BioWorld International Correspondent

PARIS - ObeTherapy Biotechnology and Zambon Group SpA entered a research collaboration to discover and develop low-molecular-weight compounds for metabolic disorders, such as lipidemia, metabolic syndrome and obesity.

The companies are to focus on a molecular target involved in intestinal lipid absorption, and said that approach offers advantages over marketed therapies. It acts at a peripheral level and, thus, is potentially devoid of systemic toxicity.

ObeTherapy, which is located in the incubator of the Genopole, France's national biotechnology science and business park at Evry, will draw on its knowledge in the management of metabolic disorders, supported by its in vitro testing platform.

For its part, Zambon, of Milan, Italy, will mobilize its pharmaceutical development expertise and is to organize all the preclinical and clinical testing of any drug from the collaboration. To that end, it will use its DOiT research center in Taverne, Switzerland, which includes a chemical library and automated screening systems and has extensive drug-optimization experience.
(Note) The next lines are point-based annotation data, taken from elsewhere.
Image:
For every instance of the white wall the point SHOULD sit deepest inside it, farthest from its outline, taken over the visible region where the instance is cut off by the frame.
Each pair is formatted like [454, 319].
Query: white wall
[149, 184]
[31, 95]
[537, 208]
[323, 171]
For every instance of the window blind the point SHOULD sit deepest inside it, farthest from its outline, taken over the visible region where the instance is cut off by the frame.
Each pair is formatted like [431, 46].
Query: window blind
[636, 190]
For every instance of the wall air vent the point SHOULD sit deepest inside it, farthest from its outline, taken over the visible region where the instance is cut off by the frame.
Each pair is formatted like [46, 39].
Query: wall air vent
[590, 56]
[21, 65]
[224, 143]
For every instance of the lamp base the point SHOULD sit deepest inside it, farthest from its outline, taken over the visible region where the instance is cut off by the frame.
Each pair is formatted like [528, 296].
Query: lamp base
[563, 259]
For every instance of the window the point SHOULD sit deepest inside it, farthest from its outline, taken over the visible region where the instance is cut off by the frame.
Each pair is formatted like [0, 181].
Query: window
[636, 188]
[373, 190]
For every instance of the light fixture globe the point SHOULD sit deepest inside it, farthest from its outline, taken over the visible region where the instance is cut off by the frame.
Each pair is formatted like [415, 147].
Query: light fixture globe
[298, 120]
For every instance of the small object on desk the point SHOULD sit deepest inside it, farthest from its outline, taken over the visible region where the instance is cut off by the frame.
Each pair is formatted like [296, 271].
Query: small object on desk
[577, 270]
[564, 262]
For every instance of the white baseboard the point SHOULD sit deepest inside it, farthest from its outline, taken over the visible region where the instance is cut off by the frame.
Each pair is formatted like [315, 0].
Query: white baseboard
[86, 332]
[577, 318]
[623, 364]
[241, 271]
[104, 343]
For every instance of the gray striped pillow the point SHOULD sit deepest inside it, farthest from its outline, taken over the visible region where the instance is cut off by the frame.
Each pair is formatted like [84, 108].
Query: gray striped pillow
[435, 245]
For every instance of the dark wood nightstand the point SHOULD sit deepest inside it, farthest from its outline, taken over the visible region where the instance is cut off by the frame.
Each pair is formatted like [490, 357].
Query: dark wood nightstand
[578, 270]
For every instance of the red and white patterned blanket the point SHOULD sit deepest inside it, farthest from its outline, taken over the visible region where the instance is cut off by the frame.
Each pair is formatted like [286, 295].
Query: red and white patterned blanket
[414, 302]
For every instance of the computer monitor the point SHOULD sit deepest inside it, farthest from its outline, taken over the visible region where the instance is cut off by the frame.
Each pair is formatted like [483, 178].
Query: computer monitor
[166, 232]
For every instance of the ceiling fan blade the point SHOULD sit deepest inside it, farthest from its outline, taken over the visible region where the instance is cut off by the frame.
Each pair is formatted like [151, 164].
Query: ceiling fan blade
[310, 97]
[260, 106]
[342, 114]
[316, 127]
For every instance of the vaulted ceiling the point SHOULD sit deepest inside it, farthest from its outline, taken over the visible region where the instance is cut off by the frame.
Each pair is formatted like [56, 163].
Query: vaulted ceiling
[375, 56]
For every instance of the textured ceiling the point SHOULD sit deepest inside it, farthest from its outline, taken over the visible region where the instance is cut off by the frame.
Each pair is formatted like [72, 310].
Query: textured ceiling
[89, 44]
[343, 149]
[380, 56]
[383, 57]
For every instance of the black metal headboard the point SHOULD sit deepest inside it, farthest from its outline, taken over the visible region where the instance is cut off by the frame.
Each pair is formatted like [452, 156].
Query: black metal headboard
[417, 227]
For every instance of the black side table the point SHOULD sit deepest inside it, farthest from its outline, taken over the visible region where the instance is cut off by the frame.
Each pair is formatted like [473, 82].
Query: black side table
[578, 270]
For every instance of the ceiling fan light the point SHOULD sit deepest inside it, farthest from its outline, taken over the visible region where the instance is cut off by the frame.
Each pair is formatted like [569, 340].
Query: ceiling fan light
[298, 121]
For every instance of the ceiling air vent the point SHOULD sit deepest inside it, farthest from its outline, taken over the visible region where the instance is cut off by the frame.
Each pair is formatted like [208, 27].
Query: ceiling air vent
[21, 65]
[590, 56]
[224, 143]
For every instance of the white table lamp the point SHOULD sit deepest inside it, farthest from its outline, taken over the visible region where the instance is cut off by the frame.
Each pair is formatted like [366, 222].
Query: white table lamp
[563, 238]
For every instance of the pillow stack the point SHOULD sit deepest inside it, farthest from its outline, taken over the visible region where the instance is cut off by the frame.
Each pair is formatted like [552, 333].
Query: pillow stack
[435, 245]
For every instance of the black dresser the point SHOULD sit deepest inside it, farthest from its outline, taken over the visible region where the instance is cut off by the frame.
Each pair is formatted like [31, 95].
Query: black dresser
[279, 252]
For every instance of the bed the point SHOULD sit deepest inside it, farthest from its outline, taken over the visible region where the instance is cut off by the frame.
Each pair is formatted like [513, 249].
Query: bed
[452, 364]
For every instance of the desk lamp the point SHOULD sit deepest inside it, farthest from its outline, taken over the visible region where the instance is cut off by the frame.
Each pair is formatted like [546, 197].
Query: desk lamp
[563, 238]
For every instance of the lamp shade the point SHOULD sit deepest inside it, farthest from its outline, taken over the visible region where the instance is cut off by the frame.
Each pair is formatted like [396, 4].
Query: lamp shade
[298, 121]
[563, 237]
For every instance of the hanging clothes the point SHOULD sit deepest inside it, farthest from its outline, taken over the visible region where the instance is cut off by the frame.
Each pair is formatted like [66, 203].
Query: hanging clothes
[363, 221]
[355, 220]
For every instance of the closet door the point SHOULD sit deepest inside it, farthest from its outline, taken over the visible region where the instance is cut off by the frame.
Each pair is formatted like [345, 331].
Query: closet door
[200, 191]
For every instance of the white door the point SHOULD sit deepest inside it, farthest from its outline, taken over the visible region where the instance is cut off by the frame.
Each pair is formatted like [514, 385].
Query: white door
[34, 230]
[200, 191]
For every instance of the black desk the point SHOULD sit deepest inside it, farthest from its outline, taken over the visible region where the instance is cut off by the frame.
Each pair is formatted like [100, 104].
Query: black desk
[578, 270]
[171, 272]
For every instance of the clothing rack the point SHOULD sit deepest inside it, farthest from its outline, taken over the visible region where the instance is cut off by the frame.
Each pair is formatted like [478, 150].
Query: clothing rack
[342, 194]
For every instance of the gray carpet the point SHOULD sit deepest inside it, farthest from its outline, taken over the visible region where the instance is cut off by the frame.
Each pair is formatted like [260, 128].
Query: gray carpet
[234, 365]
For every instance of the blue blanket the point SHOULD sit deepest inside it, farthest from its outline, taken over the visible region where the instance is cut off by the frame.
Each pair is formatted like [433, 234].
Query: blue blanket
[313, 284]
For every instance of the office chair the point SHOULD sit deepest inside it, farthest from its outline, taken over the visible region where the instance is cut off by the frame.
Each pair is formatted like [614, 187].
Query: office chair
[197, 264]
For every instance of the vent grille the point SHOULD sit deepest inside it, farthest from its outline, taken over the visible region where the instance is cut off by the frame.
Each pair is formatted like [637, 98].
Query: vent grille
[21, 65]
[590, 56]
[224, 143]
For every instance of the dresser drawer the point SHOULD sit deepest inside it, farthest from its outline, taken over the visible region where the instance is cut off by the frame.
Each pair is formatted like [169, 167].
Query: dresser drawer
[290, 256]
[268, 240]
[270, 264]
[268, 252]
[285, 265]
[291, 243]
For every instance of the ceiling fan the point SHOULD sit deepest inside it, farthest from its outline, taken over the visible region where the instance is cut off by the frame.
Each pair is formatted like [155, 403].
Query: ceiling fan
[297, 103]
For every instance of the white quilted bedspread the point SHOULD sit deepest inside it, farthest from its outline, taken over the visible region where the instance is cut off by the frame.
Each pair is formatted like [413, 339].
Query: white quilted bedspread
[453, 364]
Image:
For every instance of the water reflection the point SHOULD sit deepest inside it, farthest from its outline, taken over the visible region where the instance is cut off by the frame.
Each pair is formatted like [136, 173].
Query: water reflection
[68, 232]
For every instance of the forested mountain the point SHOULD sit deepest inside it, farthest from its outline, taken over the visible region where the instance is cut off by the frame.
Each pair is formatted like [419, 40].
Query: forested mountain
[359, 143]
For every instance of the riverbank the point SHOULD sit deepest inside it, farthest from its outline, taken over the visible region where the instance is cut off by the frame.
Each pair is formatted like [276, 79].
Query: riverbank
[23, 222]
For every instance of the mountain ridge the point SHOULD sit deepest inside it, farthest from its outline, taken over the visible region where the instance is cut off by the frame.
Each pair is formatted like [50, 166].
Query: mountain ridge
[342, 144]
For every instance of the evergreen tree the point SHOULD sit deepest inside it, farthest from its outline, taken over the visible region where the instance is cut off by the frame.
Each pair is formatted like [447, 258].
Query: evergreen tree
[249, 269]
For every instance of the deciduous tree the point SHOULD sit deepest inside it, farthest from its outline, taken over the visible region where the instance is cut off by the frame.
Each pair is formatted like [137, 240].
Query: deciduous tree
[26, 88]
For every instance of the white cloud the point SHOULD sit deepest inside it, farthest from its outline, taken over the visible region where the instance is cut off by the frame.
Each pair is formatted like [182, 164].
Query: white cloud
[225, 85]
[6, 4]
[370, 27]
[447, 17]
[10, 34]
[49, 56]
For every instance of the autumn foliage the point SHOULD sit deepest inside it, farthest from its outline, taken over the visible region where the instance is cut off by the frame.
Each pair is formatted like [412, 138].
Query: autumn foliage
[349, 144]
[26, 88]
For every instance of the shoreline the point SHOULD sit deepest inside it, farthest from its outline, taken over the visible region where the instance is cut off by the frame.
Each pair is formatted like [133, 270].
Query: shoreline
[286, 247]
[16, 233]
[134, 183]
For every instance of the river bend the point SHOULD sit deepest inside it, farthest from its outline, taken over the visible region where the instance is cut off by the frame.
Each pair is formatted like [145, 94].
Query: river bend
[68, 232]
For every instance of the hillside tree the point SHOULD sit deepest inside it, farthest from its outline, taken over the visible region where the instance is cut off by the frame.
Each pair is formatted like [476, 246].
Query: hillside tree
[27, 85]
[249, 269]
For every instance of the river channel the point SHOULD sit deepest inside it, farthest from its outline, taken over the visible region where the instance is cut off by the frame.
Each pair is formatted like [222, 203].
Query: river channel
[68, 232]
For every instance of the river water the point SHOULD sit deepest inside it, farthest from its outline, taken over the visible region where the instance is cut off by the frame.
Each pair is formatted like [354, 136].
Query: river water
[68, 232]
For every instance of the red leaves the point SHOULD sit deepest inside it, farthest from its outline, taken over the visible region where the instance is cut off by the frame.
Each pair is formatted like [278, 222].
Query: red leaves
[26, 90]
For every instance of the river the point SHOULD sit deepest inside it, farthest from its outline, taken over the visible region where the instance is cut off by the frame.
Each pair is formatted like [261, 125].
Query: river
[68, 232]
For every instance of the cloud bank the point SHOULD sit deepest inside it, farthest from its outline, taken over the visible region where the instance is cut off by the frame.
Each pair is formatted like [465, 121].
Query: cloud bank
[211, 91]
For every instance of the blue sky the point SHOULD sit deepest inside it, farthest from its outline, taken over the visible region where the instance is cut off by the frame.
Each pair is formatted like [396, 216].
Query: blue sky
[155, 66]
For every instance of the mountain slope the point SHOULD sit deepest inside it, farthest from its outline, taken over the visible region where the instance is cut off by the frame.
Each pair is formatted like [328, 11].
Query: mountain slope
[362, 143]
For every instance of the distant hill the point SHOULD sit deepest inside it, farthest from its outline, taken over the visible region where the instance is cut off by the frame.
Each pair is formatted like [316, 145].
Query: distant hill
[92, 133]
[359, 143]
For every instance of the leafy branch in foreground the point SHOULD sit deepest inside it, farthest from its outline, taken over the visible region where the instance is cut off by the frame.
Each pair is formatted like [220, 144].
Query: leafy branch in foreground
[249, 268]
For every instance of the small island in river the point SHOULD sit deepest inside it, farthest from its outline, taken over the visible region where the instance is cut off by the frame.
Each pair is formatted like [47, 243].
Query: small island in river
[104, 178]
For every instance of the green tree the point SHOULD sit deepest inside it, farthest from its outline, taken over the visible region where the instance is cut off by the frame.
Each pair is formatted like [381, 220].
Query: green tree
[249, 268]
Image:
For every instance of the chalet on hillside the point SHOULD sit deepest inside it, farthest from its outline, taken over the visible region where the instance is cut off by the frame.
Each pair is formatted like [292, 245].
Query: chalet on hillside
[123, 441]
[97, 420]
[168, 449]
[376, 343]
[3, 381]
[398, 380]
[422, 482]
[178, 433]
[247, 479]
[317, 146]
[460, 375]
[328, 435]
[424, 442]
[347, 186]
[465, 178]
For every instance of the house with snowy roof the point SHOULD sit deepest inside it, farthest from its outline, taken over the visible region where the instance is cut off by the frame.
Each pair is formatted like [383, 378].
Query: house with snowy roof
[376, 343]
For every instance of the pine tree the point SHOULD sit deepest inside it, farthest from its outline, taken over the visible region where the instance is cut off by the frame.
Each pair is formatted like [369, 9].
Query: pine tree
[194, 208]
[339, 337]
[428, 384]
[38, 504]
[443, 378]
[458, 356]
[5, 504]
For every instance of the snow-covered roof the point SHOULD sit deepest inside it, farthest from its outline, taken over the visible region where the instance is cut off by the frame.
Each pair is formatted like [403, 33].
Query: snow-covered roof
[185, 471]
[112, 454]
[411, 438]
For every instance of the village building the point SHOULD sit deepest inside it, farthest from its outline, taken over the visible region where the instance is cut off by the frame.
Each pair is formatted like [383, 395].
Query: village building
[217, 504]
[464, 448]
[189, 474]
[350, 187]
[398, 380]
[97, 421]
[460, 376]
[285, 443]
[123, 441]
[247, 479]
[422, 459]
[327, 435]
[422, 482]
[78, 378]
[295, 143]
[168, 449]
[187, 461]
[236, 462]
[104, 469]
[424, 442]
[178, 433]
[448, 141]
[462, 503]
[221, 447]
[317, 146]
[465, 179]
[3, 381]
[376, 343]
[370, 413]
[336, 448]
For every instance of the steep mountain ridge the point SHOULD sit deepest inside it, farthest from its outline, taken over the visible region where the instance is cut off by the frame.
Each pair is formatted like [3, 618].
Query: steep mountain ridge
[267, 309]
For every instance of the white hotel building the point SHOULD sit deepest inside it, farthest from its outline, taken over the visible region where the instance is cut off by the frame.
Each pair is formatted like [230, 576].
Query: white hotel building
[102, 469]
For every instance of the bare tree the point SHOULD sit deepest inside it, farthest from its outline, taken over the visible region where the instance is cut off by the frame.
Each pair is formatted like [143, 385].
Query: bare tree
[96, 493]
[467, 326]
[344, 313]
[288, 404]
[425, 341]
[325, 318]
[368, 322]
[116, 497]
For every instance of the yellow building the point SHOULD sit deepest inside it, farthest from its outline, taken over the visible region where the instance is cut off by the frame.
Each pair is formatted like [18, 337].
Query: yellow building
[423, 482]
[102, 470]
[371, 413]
The financial terms were not disclosed, but ObeTherapy's CEO, Itzik Harosh, told BioWorld International that Zambon would finance the entire cost up to the end of preclinical development (during which ObeTherapy would receive milestones) and that clinical costs would be shared equally between the partners. Zambon would be responsible for commercializing any resulting product, with ObeTherapy receiving "decent royalties," Harosh said. He added that an initial drug candidate could enter clinical development within two to two-and-a-half years.

ObeTherapy focuses on metabolic disorders and is exploiting a new approach to obesity based on the genes activated in thin people, especially those affected by rare monogenic diseases characterized by a failure to absorb fat. Harosh says there are around 10 "thinness" genes and the company has isolated two in man.

The first is the target covered by the Zambon deal, while the second recently was validated for the same therapeutic applications. ObeTherapy intends to partner that target out, as well, but Harosh said ObeTherapy would wait until it had an optimized lead before negotiating a deal.

ObeTherapy had planned to raise up to €7 million once it established proof of concept for its therapeutic strategy, but Harosh said it changed its mind and "stopped looking because investors were not very enthusiastic." Instead, it entered the collaboration with Zambon, which would provide it with the funding it needed in the foreseeable future.

Meanwhile, ObeTherapy has received funding twice this year, doubling to about €1.4 million the total it has raised since it was founded in January 2000. At the beginning of 2004 it received €300,000 from the French National Research Promotion Agency, which was one of four public agencies to provide the company with its seed funding of €400,000 in 2000.

In April, its sole private-sector investor, iXCore, provided €400,000 of equity in the company. iXCore, which is based in the Paris suburb of Marly-le-Roi, is the investment company of an anonymous French business angel and invested €325,000 in ObeTherapy in November 2002.